Back in December, the Kansas Board of Regents enacted a policy on the “improper use of social media” by employees of Kansas’ public institutions of higher education that put academic freedom at risk. In response to a wave of criticism, the Board created a faculty workgroup to review the policy. The workgroup’s proposed policy (PDF), released in early March, dropped several problematic provisions of the current policy in favor of broad free speech affirmations and narrow exceptions for punishable conduct. The Board Governance Committee (BGC) has now drafted its proposed policy revisions in response to the faculty. The proposed revisions include promises of academic freedom but also, problematically, leave in place the overbroad and vague provisions that allow for punishment of constitutionally protected expression.

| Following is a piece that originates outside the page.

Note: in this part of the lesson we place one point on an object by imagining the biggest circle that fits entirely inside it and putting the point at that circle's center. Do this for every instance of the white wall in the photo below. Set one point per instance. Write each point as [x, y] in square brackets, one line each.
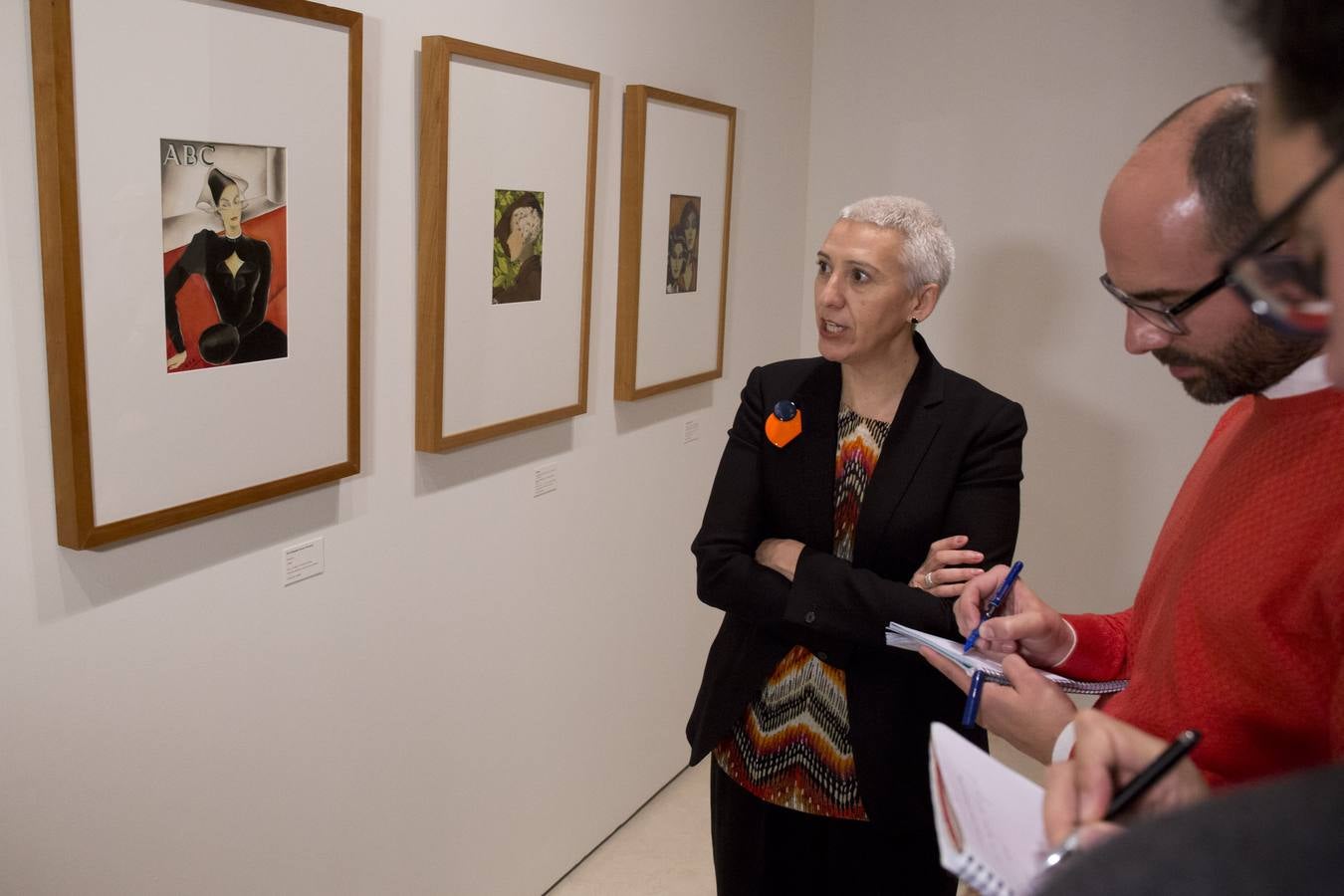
[1010, 119]
[483, 684]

FIRE sent a letter yesterday urging the Board to adopt the language of the faculty workgroup policy in order to avoid the serious problems presented by both the current policy and the BGC’s proposal.

In our December 20 joint letter with the National Coalition Against Censorship and the American Civil Liberties Union Foundation of Kansas, we explained to the Board that allowing institutions to suspend or even fire faculty members for speech that “impairs … harmony among co-workers,” for example, is likely to prevent professors from engaging in exactly the kind of vigorous debate and questioning that is central to the purpose of the university.

Yesterday, FIRE explained in further detail how the standards set forth by the Board misuse some language from Pickering v. Board of Education (1968) to authorize punishment of far more speech than the Supreme Court allowed in that case.

FIRE praised the faculty workgroup’s proposed language that would ensure the protection of “any academic research and other scholarly activities; … academic instruction; … [and] in general, any communication via social media that is consistent with First Amendment protections and that is otherwise permissible under the law.” In contrast, though, the BGC’s proposal provides explicit protection for a narrower range of speech (emphases added):

i. academic research or other scholarly activity within the creator’s area of expertise;

ii. academic instruction related to the subject being taught; and

iii. statements, debate, or expressions made as part of shared governance and in accordance with university policies and processes, whether made by a group or individual employee.

We explained in our letter why this is inadequate:

These added, restrictive clauses narrow the protection for academic speech to unacceptably limited categories that contravene the Board of Regents’ claim that it fully supports academic freedom. Both subsections i and ii limit academic freedom to only particular subjects for each faculty member, leaving them at risk for punishment if they venture outside their typical area of study. Such restrictions place particular burdens on faculty members who endeavor to undertake novel and groundbreaking research, without which the pursuit of knowledge will stagnate and wither. To allow protection under principles of academic freedom only for “experts” discourages not only research in areas where there are no experts, but also interdisciplinary research, doing considerable damage to the “marketplace of ideas” that institutions of higher education should strive to embody.

Read our letter in full for more important points about the BGC’s proposed policy revisions. The Board Governance Committee is inviting public comment on its proposal until 5:00 p.m. Central Time today, and will meet again to discuss its proposal and any comments it receives before submitting its final recommendations to the Board.